Since one of my research interests is in understanding how adaptation behavior might interact with the effects of climate change, I next use the density of my data to estimate different response functions for different regions of the country. For the sake of argument, I assume that differences in these response functions are driven solely by the historical temperature regimes experienced by their residents. Next, I combine the response functions I estimate with projections of end-of-century climate change to understand how this might affect different areas in the United States. I show that allowing for different degrees of adaptation has substantially different implications for the net hedonic cost of a changing climate. Below is a map from the paper, showing change in the average hedonic we would expect if the end-of-century temperature changes occurred tomorrow, but allowed for adaptation. For some areas, the size of the projected changes are similar to turning all of our Saturdays and Sundays into Mondays.

Projected changes in hedonic state

If you're interested in reading more, the working paper is available here. I'd love to hear your thoughts.

This is a guest post by Patrick Baylis, a doctoral candidate at UC Berkeley.


  1. Interesting work!

    I have a little trouble interpreting your graphs. What's the shaded area? A confidence interval or something like that? And why is it 0 at +/- 65F?

    And what's on the y-axis? Standardized effect size (e.g., 1 = 1 SD)? If so, those strike me as rather small effects, rather than large ones, not really of practical significance. It's still interesting that you can find the differences though.

  2. Hi Jonas, thanks for reading and for the good questions.

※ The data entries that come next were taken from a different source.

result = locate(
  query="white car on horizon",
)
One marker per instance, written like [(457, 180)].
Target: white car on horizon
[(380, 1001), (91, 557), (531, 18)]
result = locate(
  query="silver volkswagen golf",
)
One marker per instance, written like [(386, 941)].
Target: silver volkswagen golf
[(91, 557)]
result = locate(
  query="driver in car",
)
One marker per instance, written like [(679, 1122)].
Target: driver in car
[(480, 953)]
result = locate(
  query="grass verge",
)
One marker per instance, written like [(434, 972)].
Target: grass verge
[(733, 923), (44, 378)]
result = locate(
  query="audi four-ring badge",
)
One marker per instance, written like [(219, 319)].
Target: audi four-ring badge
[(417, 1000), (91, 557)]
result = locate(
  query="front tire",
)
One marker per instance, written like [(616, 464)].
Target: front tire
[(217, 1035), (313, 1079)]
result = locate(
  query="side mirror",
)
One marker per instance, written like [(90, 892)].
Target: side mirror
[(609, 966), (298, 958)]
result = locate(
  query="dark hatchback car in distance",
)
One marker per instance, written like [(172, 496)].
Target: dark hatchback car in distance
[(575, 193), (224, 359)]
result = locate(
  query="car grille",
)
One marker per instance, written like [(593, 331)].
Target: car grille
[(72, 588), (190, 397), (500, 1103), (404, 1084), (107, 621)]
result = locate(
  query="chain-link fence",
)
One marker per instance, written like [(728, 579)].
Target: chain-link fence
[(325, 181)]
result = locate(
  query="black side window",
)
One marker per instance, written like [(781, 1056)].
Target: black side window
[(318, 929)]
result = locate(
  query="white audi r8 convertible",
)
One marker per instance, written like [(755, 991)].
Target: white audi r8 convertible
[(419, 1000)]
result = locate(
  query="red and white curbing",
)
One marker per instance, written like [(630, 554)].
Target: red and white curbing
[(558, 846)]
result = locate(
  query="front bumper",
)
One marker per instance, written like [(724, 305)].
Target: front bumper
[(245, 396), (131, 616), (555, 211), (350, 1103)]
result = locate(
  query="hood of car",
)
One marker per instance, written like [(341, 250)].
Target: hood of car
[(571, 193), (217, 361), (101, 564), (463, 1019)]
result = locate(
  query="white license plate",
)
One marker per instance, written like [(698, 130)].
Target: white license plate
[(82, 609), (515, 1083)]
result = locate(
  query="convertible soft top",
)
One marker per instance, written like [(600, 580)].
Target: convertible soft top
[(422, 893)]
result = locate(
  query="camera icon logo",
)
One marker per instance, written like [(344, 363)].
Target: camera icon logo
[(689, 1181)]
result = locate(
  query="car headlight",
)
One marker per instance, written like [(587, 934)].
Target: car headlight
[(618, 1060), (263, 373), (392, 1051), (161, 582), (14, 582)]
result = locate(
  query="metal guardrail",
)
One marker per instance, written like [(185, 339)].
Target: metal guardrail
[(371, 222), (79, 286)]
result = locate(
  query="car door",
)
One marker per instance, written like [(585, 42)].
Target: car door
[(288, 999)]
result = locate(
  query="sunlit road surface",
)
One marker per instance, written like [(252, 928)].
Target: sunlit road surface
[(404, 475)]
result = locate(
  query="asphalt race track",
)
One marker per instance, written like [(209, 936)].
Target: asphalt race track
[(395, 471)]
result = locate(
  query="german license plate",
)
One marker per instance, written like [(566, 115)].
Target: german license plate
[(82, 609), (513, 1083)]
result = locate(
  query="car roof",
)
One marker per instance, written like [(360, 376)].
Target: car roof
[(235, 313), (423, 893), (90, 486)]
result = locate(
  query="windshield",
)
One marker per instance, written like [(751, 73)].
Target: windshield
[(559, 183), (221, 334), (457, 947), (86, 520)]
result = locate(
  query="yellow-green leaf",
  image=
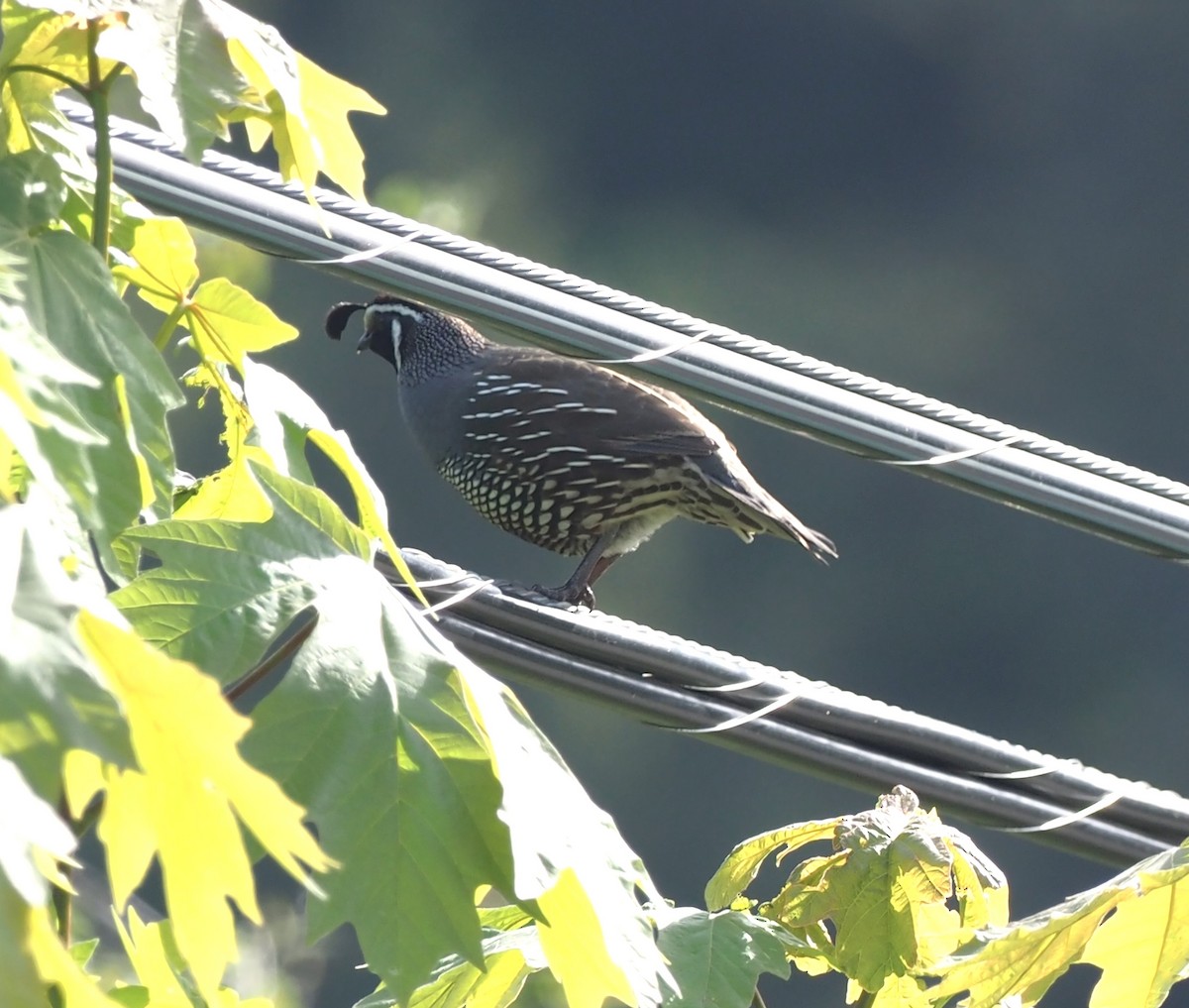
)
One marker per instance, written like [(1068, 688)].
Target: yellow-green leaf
[(187, 795), (227, 322), (1142, 949), (162, 263), (307, 112), (577, 952)]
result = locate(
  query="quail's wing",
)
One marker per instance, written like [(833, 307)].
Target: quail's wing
[(560, 400)]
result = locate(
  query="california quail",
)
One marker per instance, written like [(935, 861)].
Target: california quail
[(564, 453)]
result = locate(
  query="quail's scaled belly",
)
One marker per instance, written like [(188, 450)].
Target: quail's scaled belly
[(535, 508), (566, 454)]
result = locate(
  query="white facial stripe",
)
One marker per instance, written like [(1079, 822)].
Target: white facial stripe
[(407, 310)]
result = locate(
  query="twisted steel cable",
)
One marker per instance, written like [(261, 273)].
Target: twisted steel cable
[(796, 722), (777, 386), (815, 727)]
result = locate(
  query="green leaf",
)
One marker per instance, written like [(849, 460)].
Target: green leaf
[(43, 38), (51, 698), (1140, 947), (717, 958), (511, 952), (285, 421), (425, 777), (31, 836), (69, 297), (307, 107), (185, 77)]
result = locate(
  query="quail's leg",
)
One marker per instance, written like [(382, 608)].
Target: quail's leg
[(577, 590)]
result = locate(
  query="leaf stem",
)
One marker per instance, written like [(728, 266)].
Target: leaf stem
[(96, 93), (238, 688), (63, 902), (33, 67), (166, 328)]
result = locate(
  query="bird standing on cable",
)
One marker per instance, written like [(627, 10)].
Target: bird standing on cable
[(564, 453)]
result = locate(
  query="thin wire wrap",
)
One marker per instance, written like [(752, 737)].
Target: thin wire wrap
[(660, 678), (773, 384)]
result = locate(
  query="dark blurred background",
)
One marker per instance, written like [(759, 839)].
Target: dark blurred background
[(984, 202)]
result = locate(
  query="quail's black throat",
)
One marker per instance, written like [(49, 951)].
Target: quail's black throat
[(564, 453)]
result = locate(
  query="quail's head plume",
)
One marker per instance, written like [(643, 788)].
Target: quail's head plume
[(564, 453)]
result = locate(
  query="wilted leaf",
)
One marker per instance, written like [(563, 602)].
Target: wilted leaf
[(717, 958)]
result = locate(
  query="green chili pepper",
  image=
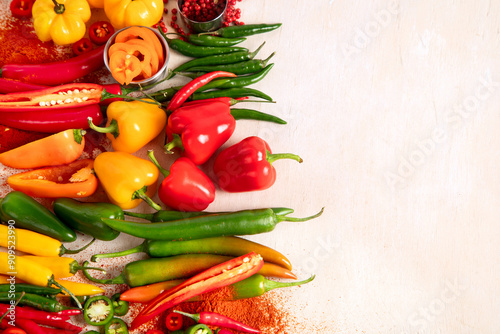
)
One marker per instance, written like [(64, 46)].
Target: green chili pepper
[(86, 217), (208, 40), (230, 92), (229, 246), (116, 326), (120, 306), (36, 301), (230, 58), (245, 67), (98, 311), (28, 214), (29, 288), (198, 329), (244, 222), (244, 30)]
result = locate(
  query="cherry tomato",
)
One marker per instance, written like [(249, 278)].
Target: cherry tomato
[(82, 46), (174, 321), (13, 330), (21, 8), (100, 32)]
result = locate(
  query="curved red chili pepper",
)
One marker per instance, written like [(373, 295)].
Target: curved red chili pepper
[(58, 72), (185, 92), (52, 121)]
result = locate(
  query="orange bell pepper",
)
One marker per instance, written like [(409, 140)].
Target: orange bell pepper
[(74, 180), (127, 179), (58, 149)]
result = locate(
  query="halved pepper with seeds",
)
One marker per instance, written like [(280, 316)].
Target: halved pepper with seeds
[(74, 180)]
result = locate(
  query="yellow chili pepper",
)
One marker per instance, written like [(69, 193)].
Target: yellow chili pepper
[(32, 242), (133, 124), (79, 289), (127, 179), (62, 21), (124, 13)]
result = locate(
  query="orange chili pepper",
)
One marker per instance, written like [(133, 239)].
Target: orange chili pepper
[(58, 149), (72, 180)]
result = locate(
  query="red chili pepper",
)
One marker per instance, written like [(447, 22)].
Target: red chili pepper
[(174, 321), (21, 8), (100, 32), (247, 165), (185, 92), (58, 72), (216, 319), (221, 275), (185, 187), (52, 121), (82, 46), (14, 86), (200, 129)]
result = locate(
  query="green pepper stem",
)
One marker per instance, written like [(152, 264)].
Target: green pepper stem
[(138, 249), (147, 216), (292, 219), (64, 250), (157, 164), (271, 285), (175, 142), (277, 156), (195, 317), (111, 128), (116, 280), (141, 193)]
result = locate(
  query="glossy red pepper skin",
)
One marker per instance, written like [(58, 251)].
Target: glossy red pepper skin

    Yes, the shaded area is the 95% confidence interval. The graphs are 0 at 65F because I normalize the response function to be 0 at the 60-70F bin. So you can think of the size of the point estimate for, say, 80-90 degrees as representing the difference in hedonic state caused by changing the temperature of a given day from 60-70F to 80-90F.

    You are correct that 1 = 1SD. 0.01SD seemed small to me as well when I first ran these regressions. But, it turns out that the hedonic difference between a Sunday and Monday is actually only about 0.01SD as well! Also, the hedonic difference between a local football team winning and losing is a little bit over 0.01SD. I take from this that there's quite a bit of variation in the measures I use, which probably both reflects underlying variation in hedonic state along with variation in the measures. Both likely contribute to making the standardized effect sizes appear small, which is why I think it's useful to compare them to other things (like day of week) that we have a clearer intuitive sense for. Thanks for reading!

  3. I always thought that Hawai`i's high happiness ranking had something to do with the weather. But maybe it's something else.